How to Invest in Stocks
When you invest in a stock, you’re buying a piece of ownership in a publicly traded company. Companies raise money through stocks when they need capital to expand their business, develop new products or hire more employees. Investors hope that their shares gain value over time and they can sell their stocks for more than they paid to buy them.
Imagine you want to start a cupcake shop, but you only have $1,000 to get it off the ground. You could sell stock to friends and family members for that amount, giving them a stake in the business and a chance to participate in any profits. You’d then have a lot more funds to invest in other aspects of the business, like purchasing flour, icing and cupcake tins.

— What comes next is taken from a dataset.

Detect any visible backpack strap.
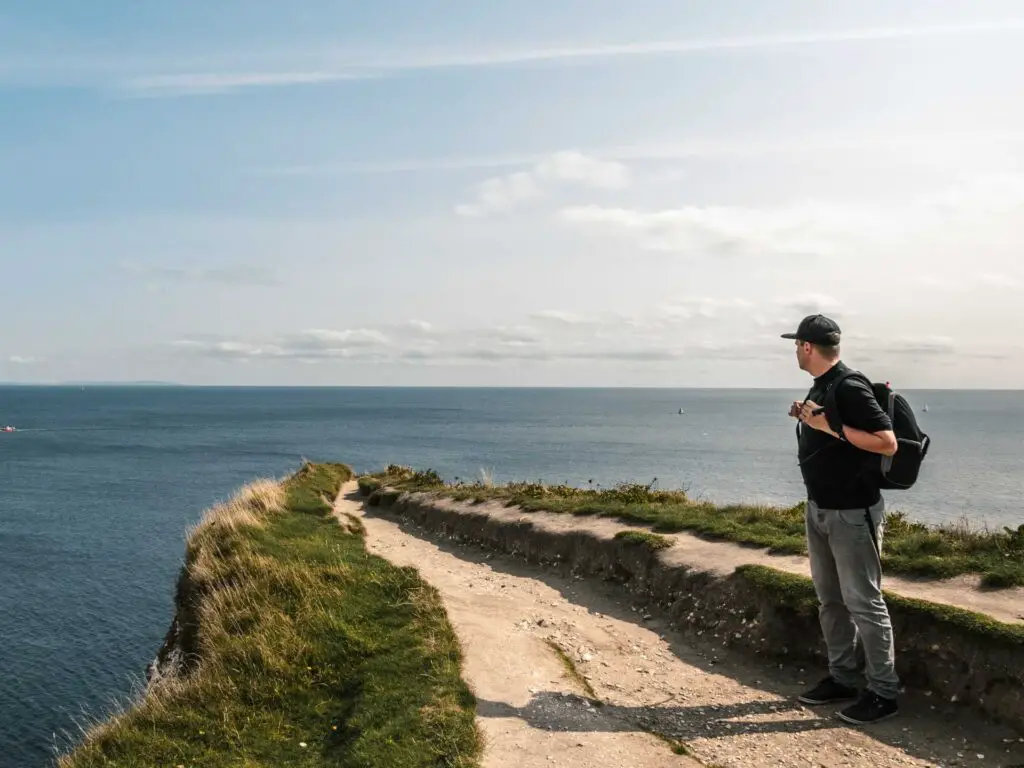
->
[821,371,871,434]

If you’re a shareholder in a company, you aren’t entitled to a parking spot in the lot or rubbing elbows with the corporate bigwigs. What you do receive are dividends and a potential increase in the price of your shares (capital appreciation). Those two factors are the only way you can make money from stocks.
To purchase stocks, you need to open an investment account with a financial institution. You can do this through a bank, a full service broker, mutual fund company or some insurance companies. Once you have an account, you can then determine which shares to buy and how much you’re willing to invest.

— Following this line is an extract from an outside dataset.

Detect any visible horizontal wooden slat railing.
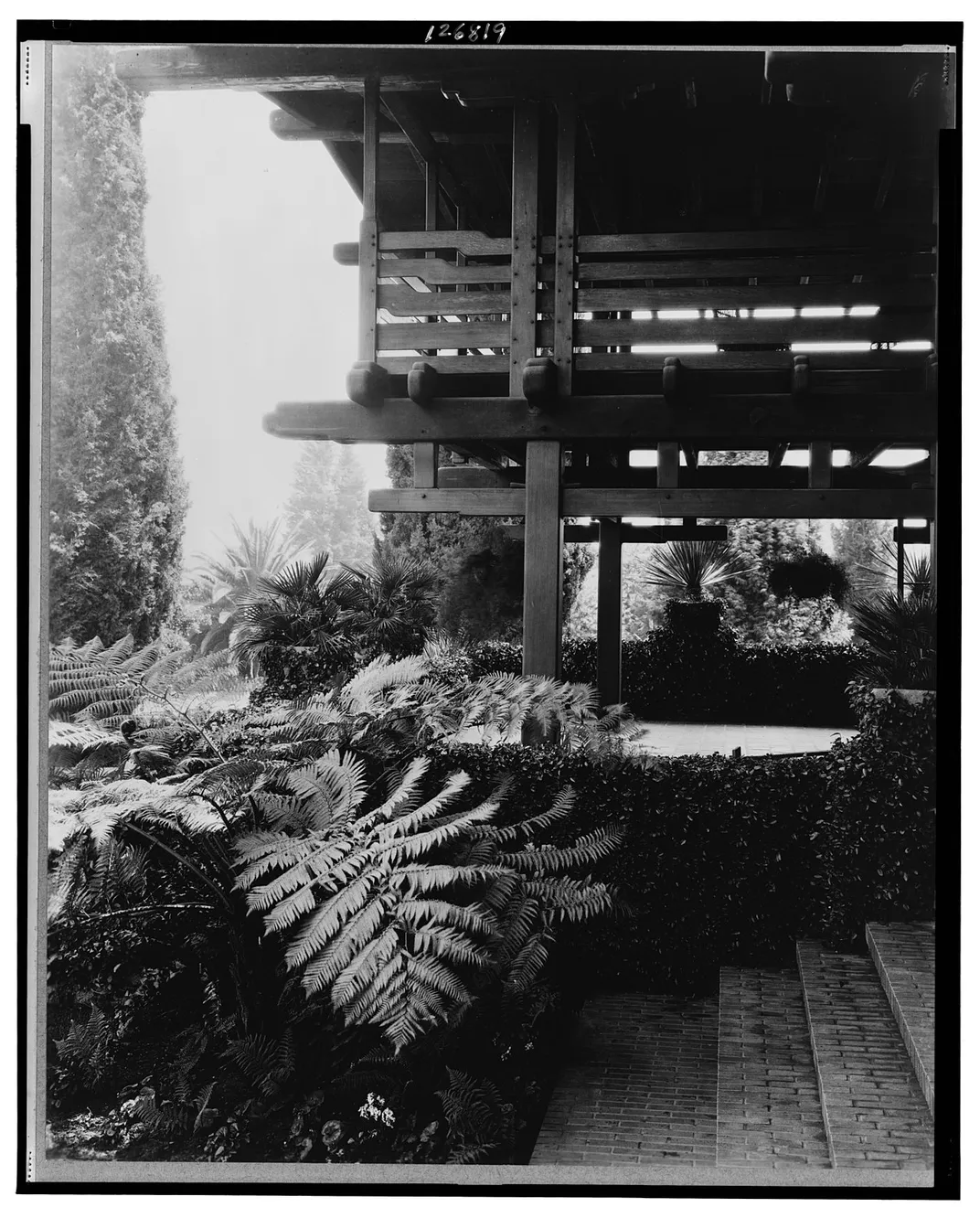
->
[335,227,935,393]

A stock’s price fluctuates up and down, depending on supply and demand. If there are more people willing to sell their shares than there are buyers, the stock’s price will decrease. Similarly, if there are more investors buying the stock than selling it, the stock’s price will increase.
You can also find out how a stock has performed in the past by looking at its historical returns. However, it’s important to note that every investment has some level of risk and that history may not be indicative of future performance.

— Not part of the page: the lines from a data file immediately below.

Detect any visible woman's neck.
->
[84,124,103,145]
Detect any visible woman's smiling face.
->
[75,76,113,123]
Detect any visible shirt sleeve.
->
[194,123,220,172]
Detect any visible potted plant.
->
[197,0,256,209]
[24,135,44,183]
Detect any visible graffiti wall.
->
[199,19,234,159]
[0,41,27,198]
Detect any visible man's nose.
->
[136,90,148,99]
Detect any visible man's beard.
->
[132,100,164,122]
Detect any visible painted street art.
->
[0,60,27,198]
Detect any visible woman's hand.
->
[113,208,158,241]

There are different kinds of stocks, too, including common, preferred and restricted shares. Each has its own benefits and drawbacks, but all stocks offer growth potential through capital appreciation.
The size of a company is another factor to consider when choosing a stock to invest in. Shares in larger companies are known as large-cap stocks and those in smaller companies are called small-cap stocks. There are even smaller shares, which are known as penny stocks, but these are typically very speculative and not very profitable for shareholders.
While all investments come with some degree of risk, stocks have historically provided higher returns than other asset classes. That doesn’t mean you can’t lose money by investing in stocks, but if you stick with them over the long term, you should be able to earn good returns. Just be sure to weigh your options carefully, especially in terms of how long you’re willing to hold on to the stocks and how much growth you want to see from them.